Ah, that time of the month. It’s every girl, and woman’s, truest joy. So much so that she lovingly adopted the name ‘aunt flow’. But what happens when aunt flow hangs around too often (or never) or is much, much crankier than she should be? Why, turn to your OB/GYN, of course! As always, we’ve got a few tricks up our lab coat sleeves to help you kick her out of your house, give her the happy pill, or both. Now, let’s talk about these so-called ‘tricks’ and what they might entail.

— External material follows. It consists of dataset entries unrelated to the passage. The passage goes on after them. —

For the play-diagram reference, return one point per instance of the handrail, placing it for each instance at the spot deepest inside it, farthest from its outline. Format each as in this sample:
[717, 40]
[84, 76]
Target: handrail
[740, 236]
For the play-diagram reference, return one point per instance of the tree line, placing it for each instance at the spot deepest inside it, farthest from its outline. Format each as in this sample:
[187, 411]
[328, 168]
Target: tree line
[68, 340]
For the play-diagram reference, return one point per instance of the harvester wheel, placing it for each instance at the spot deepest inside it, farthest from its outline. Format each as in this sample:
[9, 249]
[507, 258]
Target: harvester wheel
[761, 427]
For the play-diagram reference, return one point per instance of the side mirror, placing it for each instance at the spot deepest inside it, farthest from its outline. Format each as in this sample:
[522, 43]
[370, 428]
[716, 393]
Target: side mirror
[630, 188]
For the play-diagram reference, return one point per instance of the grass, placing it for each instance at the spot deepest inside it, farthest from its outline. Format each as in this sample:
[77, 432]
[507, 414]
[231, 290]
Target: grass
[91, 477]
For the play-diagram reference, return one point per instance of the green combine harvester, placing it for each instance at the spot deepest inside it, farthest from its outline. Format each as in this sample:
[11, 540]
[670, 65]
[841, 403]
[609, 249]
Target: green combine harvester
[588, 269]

Typical first line for heavy, annoying periods? Birth control! Yep, birth control is the best, easiest, and often first approach to tackling any angry uterus issues. Below are some of the forms of birth control we may use, why, and the pros and cons. Keep in mind that every body is different—what’s right for you may not be right for your bff, sister, or cousin. Getting birth control exactly right can also take some time, effort, and patience. But the reward can be awesome.

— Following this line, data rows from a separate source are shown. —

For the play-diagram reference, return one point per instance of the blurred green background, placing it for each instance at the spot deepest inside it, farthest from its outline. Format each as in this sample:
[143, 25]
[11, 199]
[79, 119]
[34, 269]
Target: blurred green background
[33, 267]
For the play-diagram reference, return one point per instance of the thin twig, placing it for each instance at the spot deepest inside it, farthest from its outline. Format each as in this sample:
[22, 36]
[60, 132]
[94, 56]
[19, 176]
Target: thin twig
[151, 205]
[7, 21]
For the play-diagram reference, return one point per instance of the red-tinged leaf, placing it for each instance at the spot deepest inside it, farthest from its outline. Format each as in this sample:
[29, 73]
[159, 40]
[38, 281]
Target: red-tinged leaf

- Pills: taken daily, pills can help make periods lighter, regular, and less crampy. Pros:noninvasive, predictable periods Cons: taking a pill every day
- Hormonal IUD: around 80% of women with the Mirena IUD stop having periods all together. It’s truly a miracle. Pros: one-time insertion for 5 years of effectiveness, no period or few periods Cons: crampy insertion
But what if you’re trying to get pregnant? Good question! Clearly birth control wouldn’t be a great fit for you if you’re trying to conceive. So we turn to a progesterone regimen to help regulate your periods without decreasing your chances at getting pregnant. This regimen, provera, uses the hormone progesterone to help regulate your cycles each month. Your provider will give you detailed instructions regarding how to take the medication each month (so the following is a loose explanation!). Typically, you will take this medication for a set number of days at a designated time of the month. After finishing the preset amount of pills, you will then (we hope) have a regular period within the few days following. This can be done for months at a time or more without interfering with your fertility. It may, in fact, help with fertility if you do not menstruate monthly. Bottom line: this medication can be helpful for women experiencing any form of irregular bleeding (too much or too little) who don’t need or want any birth control.

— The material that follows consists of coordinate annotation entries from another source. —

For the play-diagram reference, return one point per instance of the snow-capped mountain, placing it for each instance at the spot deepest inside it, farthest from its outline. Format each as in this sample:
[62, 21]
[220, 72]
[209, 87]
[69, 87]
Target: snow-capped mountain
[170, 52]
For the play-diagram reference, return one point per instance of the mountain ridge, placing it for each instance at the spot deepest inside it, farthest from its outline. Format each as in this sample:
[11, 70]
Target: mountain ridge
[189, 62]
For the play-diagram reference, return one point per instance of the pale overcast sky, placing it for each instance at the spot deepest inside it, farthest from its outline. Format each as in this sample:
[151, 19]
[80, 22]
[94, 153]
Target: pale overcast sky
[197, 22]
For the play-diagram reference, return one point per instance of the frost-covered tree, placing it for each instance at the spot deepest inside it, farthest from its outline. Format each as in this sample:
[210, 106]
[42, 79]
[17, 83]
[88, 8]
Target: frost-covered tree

And finally, what if you’re done having children but haven’t hit menopause yet? The Mirena IUD is one of the first line therapies for those experiencing heavy, painful periods. If the IUD is not an option, or has not helped, surgical intervention is usually needed. Depending on your own goals and preferences, as well as your health, your provider may suggest either an ablation or a hysterectomy. An ablation is a procedure that cauterizes (burns) the lining of your uterus, destroying the tissue and preventing bleeding. A hysterectomy is the removal of your uterus. As providers, we like to save surgical interventions for last.